Joyce Bone, Carmela’s roommate, outlives her, but only briefly. Still, she’s sound enough of mind to engage in substantial discourse with the chaplain as she recounts some of the losses in her life. The death of two children, one an infant daughter, the other a young adult son killed by a drunk driver, along with her father’s suicide, have led her to conclude that there is no afterlife, even though she wishes it were otherwise.
After Carmela dies, her place is taken by Eda Simac, a woman who comes in considerably more full of life and hope than the previous patients we met. She still holds on to the possibility that she will recover from her disease and get back to the routine activities that she still enjoys. She’s the only patient that we see actually leave the hospital, so her aspirations are not necessarily delusional. But she is grounded enough in reality to know that she has to prepare for a more discouraging outcome. But even the real prospect of her imminent mortality does not prevent her from engaging in some manipulative, even vindictive mind games aimed at kinfolk with whom she has strained relationships going back several decades.

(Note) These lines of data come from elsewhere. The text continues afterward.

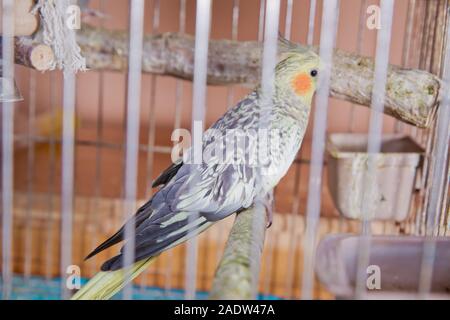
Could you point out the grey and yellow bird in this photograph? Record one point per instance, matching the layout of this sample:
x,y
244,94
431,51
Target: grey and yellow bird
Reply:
x,y
191,197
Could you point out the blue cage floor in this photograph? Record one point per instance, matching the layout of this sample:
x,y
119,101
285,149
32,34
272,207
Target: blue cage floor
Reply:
x,y
38,288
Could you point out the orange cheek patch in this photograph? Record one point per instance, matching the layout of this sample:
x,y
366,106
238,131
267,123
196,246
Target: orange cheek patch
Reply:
x,y
302,84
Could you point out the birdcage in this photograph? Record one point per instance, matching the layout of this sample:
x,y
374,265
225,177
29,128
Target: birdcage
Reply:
x,y
368,189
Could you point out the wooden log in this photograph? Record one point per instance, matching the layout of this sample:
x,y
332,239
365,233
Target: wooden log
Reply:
x,y
32,54
235,278
411,95
25,23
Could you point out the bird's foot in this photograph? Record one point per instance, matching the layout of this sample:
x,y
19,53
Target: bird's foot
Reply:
x,y
269,205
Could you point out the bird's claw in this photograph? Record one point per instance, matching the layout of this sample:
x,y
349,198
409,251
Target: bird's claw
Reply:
x,y
269,205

Richard Pollard was a biker, a drug addict and from the general vibe he gives off a thorough-going hellraiser for most of his time on earth. He arrives at Grace Hospital with a bad case of lung cancer but a lot of interesting life experiences to relate. Some might consider his illness a fair recompense for all the abuse he inflicted on his body, others will consider him the most charming and likable of the group we meet in this film. He probably wouldn’t have much argument with either party. A roguish mix of devil-may-care self-deprecation and childlike narcissism comes through much of the time that Richard is on the screen, as he discloses that he’d rather go down in a gun battle than whither away like he does in a sanitized pastel-colored hospital room.
Lloyd Greenway, like Carmela, is one of those Dying at Grace that we learn more about from his family than from the man himself. Lloyd suffers from a brain tumor that limits his ability to talk and has already ruined his mobility. The ordeal that his condition creates for his partner Norm and for Lloyd’s parents reminds us that death is much more than just the mere cessation of life for a single individual, but is indeed a transformative experience that impacts and changes the reality of everyone touched by the removal of that person from their world. A flood of emotions, memories, regrets and past celebrations comes to the surface, expressed through tears and gestures of consolation, even as the messy business of tending for a fragile broken body must be attended to.
As difficult, even grueling as it may be to sit through Dying at Grace compared to whatever notion of “the average movie” you may have in mind, I have no hesitation about recommending it. If for no other reason, a close, thoughtful viewing can hardly help but have the effect of making one appreciate the opportunity that every day of life offers each of us to simply enjoy and even marvel at the gift of continued existence. Get it while you can.